The Canterbury Tales: volleyball as a social enterprise
31st January 2020
Volleyball is a sport for good. It can be used as a catalyst for building community cohesion, encouraging active lifestyles and it provides an attractive blend of competition and fun. And Canterbury based Invicta Volleyball are taking this to the next level having set up their club as a social enterprise.
To date, the club, community and volleyball have benefited enormously from Invicta’s structure. In less than a year they have been successful in receiving funding from Swale Borough Council and attracting sponsorship from Lifestyle Fitness, a national company, allowing more volleyball to be offered to more people, more often.
This includes running 5 sessions per week for different groups across 2 towns, setting up a satellite club, running 2 training camps, 2 adult tournaments and a festival for primary school teams with over 90 excited and engaged participants.
Add to this the fact that Invicta Volleyball is the only non-university club in East Kent and their achievements become even more impressive.

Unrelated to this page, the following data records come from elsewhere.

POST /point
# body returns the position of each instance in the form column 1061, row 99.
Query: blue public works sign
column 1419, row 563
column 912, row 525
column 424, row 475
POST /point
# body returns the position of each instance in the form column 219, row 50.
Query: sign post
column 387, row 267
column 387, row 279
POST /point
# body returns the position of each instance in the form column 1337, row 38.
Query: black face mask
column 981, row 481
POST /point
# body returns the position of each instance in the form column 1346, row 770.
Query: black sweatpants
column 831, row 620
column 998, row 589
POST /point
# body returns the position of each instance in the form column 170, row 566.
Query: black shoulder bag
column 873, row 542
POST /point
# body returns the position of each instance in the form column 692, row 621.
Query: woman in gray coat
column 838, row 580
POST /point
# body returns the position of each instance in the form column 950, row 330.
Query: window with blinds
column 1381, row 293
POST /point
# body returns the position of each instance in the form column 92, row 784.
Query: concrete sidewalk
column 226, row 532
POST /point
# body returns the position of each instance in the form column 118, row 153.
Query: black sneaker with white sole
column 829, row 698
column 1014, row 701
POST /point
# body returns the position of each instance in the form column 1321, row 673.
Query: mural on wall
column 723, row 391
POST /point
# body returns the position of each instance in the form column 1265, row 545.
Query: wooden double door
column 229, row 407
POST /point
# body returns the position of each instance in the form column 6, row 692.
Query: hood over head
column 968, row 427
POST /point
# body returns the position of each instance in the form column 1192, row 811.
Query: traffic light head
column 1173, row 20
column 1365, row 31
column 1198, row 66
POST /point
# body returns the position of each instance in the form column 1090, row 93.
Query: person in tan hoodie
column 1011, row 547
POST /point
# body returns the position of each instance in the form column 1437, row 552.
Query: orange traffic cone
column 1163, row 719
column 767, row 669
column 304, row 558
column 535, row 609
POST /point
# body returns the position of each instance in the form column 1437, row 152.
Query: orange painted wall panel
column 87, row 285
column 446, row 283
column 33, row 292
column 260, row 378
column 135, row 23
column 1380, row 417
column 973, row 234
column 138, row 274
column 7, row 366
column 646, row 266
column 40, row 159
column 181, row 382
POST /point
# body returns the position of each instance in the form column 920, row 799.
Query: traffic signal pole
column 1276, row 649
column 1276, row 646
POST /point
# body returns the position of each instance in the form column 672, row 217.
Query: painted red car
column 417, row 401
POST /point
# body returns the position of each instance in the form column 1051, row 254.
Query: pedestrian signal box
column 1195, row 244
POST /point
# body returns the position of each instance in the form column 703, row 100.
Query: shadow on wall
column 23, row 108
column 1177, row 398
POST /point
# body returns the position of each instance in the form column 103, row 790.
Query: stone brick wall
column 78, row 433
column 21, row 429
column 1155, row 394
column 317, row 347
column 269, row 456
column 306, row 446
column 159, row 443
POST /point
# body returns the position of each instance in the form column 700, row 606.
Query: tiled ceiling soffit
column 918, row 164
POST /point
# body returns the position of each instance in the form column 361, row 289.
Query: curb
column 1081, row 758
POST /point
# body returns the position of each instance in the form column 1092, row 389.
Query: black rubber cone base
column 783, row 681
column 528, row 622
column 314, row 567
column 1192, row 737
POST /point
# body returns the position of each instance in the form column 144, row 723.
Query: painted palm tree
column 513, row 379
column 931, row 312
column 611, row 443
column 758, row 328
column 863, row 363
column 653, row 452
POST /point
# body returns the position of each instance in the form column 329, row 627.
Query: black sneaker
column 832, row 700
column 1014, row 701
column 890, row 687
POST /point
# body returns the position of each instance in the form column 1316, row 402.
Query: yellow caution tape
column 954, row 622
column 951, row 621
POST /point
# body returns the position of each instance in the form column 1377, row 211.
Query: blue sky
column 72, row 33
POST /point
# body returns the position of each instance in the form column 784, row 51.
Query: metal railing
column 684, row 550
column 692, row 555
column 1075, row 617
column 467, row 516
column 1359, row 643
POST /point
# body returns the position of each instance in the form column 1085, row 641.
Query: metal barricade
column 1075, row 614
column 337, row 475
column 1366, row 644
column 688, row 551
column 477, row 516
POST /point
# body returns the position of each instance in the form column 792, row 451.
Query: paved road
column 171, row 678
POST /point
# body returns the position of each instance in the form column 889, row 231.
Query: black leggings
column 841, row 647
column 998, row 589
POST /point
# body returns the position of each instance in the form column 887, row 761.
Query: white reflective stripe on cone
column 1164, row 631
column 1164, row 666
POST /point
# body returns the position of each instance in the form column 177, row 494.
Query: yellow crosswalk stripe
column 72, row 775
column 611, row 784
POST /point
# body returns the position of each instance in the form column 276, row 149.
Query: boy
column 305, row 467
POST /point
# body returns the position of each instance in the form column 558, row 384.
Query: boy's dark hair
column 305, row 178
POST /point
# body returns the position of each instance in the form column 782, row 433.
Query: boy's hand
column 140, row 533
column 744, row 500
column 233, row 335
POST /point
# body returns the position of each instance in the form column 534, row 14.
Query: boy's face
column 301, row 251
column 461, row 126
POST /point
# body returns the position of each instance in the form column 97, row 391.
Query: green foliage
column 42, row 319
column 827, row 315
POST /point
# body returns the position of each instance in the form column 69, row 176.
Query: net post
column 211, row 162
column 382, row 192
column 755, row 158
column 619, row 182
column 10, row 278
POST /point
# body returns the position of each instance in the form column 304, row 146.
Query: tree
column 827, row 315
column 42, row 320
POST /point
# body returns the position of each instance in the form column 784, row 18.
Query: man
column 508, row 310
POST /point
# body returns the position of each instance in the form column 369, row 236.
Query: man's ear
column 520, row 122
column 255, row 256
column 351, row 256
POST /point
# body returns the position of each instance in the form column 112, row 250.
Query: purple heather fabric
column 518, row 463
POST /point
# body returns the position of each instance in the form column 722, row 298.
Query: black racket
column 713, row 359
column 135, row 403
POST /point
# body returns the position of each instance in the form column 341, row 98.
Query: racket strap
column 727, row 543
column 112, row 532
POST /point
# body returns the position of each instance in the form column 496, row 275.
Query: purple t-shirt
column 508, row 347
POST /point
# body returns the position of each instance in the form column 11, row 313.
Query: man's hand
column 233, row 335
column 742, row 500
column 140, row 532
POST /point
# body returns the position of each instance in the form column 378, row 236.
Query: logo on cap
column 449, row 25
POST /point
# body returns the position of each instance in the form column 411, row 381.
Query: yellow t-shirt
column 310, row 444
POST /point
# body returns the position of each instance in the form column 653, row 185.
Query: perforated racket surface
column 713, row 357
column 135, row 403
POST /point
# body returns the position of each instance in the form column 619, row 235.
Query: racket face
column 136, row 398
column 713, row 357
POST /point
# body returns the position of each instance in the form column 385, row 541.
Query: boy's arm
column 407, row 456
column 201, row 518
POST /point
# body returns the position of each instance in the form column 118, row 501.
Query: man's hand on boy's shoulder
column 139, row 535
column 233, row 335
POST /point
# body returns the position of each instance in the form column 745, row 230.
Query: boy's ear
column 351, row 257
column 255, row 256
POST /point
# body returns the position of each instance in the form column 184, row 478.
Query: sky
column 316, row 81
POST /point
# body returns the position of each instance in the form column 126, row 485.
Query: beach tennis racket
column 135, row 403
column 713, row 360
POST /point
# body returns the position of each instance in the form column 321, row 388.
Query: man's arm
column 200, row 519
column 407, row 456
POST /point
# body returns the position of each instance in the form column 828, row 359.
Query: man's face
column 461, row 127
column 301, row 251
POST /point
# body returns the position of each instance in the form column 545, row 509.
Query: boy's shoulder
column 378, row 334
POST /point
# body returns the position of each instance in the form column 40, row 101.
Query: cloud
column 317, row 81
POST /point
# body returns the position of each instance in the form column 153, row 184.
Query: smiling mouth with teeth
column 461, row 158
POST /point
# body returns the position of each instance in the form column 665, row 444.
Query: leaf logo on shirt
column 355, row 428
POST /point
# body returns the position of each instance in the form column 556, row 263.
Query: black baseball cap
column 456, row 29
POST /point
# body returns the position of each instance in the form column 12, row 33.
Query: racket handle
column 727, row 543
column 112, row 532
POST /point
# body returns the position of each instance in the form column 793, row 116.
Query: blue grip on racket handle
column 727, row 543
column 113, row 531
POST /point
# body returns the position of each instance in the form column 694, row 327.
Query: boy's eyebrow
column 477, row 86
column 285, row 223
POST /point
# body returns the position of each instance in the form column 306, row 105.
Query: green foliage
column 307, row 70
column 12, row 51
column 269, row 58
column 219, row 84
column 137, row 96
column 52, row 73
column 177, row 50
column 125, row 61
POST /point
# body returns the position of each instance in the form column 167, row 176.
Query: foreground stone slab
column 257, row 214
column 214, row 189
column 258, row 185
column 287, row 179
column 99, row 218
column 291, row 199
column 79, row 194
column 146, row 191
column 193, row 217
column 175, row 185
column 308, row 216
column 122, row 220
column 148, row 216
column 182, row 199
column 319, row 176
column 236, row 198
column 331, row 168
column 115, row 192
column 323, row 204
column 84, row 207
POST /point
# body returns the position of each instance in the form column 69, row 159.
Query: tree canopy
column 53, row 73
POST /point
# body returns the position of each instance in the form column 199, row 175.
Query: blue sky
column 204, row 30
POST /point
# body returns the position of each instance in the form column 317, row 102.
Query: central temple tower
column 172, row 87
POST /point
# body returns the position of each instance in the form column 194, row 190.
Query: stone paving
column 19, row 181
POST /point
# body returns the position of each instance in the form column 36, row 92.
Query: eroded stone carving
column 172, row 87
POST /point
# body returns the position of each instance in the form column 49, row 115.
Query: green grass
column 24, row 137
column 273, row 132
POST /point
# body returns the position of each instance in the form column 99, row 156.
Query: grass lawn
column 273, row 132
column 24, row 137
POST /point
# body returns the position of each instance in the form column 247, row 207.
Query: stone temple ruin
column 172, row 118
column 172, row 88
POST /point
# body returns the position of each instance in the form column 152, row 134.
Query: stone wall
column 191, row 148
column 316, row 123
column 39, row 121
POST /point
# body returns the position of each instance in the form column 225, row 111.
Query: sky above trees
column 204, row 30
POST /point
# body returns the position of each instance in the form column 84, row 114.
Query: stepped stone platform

The brainchild of Luke Thomas, an FIVB Level III coach and Volleyball England tutor, and Andrey Abadzhiev, for Luke the motivation for setting up the club as a social enterprise was simple: “I wanted to build and run a club that is truly a club for all – we are driven by the desire to effect positive social change. Eventually, we will have opportunities for everyone to play volleyball regardless of age or ability and, importantly, we will have the appropriate level of competition for everyone, too.”
What is the difference?
In England, the majority of volleyball clubs are run as membership organisations, holding annual general meetings (AGMs) and electing a committee from the membership to lead and manage the club.
But as a private company limited by shares and affiliated to Social Enterprise UK, Invicta Volleyball Club is charting a new path. As one of the club’s shareholders, Luke explained some of the differences: “Instead of having an AGM, we have a board of directors. The shareholders are financially tied to the company and the big advantage is that we can choose people who match our outlook to join the management side of Invicta.”
For many clubs, as the makeup of their membership changes, this can naturally lead to the focus of the club shifting depending on the desires of those new people.
Luke said: “But with our structure, the direction of the club is fairly secure. We run the club as democratically as possible while holding the needs of the club at heart, but we are not subject to the sway of members – affording us even greater stability to work towards our mission.”
The power of adverts
With newfound knowledge from his experience of founding and nurturing Invicta, Luke has advice for others looking to build and grow a club.
“Our club has been built almost entirely through its presence on social media. Don’t be afraid to dig into your or the club’s pockets and pay for advertising. There is a large market of interested people who may not have thought of volleyball until they are prompted by your club’s Facebook advert to take it up.
“For us, it has paid for itself already in bringing in new people. Play the long game, don’t pay out more than you can afford to lose but remember that even having 1 or 2 people sign up to your club can pay back the advertising costs very quickly.”
A catalyst for change
Looking back fondly over Invicta’s 1st year, it is clear the club embody the mission of a social enterprise: to effect positive social change.
“I’m most proud of seeing people come back week after week,” said Luke, “I love seeing them stay and clearly enjoying being on the court.
“Before there was no volleyball and now, we have it on most nights. Because of that, people have met through volleyball and much of their social life is built around the sport and the people they have met. It makes me very proud to be a part of that – seeing people’s lives tangibly benefit through the power of sport.”